« UNE PRÉSENCE SCIENTIFIQUE FRANCOPHONE DANS LE NORD » : LE CENTRE D’ÉTUDES NORDIQUES SOUS LE DIRECTORAT DE LOUIS-EDMOND HAMELIN, 1961-1972

Le présent billet constitue la seconde partie d’une série de deux textes traitant de l’histoire du Centre d’études nordiques, de son contexte d’émergence à la fin du directorat de Louis-Edmond Hamelin.

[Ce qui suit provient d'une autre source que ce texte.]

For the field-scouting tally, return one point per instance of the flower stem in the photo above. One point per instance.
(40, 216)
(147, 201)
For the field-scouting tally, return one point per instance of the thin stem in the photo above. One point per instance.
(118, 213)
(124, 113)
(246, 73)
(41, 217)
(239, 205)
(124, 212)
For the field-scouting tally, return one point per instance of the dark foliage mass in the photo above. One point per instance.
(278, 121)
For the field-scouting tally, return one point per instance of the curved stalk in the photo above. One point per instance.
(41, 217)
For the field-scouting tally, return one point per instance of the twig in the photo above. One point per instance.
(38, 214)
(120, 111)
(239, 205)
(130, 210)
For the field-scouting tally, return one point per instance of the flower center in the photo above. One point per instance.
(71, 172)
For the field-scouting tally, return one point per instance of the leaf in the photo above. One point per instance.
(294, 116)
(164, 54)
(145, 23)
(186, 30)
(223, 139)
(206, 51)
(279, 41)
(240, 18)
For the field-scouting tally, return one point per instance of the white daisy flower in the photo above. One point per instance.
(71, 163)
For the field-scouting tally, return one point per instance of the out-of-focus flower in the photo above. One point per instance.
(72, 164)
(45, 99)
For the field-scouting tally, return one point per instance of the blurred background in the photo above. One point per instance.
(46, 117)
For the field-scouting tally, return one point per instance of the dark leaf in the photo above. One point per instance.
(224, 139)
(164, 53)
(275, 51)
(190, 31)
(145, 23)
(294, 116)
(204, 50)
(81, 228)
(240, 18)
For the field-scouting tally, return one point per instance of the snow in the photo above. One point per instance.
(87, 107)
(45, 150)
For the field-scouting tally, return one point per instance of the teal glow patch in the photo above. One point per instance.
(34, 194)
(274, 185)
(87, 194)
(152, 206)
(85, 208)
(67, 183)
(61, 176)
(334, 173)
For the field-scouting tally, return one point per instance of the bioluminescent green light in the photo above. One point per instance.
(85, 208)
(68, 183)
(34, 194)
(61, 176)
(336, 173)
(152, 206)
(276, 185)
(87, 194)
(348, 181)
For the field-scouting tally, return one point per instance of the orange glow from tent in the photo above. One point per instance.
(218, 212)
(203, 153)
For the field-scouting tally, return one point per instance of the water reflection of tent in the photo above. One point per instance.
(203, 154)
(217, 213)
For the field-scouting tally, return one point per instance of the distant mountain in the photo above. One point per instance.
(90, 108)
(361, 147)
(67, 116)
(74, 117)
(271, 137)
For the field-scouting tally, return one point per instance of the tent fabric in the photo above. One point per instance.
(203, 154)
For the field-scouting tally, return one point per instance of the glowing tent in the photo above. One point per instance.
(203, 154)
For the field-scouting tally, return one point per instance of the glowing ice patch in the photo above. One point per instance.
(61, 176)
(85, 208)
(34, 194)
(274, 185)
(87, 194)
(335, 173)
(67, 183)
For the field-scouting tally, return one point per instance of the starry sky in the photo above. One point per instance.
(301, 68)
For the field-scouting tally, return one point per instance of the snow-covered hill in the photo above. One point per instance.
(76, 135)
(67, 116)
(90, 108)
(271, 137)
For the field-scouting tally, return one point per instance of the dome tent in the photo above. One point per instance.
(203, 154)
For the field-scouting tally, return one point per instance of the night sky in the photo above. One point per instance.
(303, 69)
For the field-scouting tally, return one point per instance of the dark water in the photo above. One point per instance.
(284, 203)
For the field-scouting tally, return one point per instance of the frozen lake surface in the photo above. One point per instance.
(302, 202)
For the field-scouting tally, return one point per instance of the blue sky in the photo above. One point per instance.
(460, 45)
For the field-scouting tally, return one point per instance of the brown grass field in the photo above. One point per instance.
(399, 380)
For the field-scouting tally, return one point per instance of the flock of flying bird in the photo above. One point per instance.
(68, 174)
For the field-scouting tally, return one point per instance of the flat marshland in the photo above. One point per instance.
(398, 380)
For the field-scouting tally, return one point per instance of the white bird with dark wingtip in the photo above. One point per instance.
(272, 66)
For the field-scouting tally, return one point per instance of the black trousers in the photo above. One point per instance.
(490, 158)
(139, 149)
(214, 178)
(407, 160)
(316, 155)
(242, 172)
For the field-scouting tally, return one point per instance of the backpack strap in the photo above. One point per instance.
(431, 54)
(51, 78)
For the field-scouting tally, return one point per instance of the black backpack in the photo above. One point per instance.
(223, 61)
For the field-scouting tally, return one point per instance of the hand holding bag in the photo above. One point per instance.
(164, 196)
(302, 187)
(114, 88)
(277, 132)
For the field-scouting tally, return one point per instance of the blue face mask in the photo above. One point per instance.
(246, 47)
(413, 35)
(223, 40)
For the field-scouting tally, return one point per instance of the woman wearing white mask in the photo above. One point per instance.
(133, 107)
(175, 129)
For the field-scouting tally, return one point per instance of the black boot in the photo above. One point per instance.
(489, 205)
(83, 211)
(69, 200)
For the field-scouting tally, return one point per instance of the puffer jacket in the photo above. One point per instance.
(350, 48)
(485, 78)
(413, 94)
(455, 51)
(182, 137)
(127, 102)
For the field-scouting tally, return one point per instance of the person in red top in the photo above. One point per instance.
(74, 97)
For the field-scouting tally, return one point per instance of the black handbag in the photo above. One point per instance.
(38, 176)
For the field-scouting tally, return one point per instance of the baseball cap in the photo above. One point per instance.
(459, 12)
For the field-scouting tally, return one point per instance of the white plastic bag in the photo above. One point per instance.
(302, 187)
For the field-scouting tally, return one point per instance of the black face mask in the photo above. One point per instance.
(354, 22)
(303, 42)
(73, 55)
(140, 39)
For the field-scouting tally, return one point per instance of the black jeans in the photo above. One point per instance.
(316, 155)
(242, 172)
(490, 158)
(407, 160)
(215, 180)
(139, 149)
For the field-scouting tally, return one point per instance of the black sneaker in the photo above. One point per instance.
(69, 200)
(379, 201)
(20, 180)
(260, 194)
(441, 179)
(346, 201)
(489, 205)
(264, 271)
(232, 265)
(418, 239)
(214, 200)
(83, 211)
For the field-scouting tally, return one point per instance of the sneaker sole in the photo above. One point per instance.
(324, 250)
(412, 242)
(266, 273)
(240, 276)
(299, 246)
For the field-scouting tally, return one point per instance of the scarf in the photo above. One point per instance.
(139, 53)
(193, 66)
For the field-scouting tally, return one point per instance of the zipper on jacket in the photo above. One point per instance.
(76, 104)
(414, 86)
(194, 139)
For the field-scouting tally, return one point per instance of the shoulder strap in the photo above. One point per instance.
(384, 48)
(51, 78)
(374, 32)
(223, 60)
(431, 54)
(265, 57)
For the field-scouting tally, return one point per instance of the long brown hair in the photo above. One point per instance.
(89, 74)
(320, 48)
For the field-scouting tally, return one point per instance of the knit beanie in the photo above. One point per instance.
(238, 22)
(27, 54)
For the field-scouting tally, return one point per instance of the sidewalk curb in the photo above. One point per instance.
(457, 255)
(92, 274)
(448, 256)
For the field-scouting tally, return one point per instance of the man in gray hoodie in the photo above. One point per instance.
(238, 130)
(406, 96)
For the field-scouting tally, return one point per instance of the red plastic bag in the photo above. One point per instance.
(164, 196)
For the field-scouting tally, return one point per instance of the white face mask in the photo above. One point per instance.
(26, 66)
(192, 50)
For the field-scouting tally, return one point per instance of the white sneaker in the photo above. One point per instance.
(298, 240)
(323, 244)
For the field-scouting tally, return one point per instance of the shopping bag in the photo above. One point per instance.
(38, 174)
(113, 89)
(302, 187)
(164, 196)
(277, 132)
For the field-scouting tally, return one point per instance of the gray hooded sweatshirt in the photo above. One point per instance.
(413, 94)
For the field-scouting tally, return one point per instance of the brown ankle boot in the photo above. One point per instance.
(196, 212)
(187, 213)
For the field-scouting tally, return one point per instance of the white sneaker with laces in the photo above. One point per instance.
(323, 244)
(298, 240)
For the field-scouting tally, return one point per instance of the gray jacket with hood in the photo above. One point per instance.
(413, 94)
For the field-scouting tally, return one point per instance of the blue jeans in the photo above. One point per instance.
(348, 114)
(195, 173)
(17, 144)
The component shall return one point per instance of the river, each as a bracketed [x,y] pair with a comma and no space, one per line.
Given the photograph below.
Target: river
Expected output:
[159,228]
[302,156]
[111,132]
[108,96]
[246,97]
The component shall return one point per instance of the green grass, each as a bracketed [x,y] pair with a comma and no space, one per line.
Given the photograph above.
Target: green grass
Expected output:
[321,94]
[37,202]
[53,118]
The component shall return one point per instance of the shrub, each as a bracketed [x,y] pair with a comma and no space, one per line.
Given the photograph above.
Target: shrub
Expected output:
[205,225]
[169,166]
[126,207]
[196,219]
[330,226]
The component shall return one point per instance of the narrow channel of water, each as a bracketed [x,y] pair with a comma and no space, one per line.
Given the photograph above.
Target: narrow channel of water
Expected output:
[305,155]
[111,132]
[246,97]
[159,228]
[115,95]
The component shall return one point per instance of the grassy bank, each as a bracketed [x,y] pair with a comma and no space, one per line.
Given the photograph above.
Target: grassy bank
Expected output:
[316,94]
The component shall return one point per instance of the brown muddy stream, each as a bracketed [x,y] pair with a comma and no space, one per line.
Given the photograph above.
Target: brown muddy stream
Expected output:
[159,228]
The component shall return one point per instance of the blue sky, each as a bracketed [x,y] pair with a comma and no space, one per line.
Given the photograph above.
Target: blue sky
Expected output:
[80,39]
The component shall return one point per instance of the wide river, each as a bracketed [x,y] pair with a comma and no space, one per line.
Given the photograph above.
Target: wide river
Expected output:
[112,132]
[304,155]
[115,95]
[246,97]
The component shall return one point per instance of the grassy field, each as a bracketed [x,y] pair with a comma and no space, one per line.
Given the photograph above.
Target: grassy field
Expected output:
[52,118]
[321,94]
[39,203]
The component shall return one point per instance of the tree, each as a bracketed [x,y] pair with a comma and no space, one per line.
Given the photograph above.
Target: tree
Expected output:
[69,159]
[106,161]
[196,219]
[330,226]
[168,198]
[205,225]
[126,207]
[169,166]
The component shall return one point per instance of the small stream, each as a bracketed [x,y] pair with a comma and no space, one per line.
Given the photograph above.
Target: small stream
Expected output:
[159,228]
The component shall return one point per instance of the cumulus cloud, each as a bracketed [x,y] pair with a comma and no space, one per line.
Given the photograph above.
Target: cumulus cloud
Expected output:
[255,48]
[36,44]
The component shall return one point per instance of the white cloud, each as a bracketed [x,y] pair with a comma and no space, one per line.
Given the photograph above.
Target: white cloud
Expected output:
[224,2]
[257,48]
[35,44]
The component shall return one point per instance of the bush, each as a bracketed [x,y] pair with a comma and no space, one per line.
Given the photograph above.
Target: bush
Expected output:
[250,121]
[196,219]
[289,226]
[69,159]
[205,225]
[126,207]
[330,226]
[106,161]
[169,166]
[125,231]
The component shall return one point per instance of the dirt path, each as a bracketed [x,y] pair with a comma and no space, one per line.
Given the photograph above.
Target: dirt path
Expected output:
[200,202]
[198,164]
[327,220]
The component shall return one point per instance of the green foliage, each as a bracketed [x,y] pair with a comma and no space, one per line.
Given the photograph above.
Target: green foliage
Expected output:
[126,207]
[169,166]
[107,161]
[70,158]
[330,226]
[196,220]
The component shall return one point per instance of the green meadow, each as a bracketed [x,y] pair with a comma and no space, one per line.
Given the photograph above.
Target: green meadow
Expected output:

Par Raphaël Pelletier, Université du Québec à Montréal

PARTIE 2

Le CEN à l’Institut de géographie de l’Université Laval

Dès sa fondation, l’objectif du centre est double, voire triple. Il s’agit à la fois de contribuer à l’avancement et la diffusion des connaissances sur les régions nordiques du Québec, de faciliter l’accès au matériel nécessaire à la tenue d’activités de recherche et, à terme, de permettre la mise en place d’infrastructures permanentes de recherche dans le nord du Québec (Grenier, 1961). Il est à noter que le plan initial prévoyait la mise sur pied d’infrastructures de recherches dans les environs de Fort Chimo, aujourd’hui Kuujjuaq.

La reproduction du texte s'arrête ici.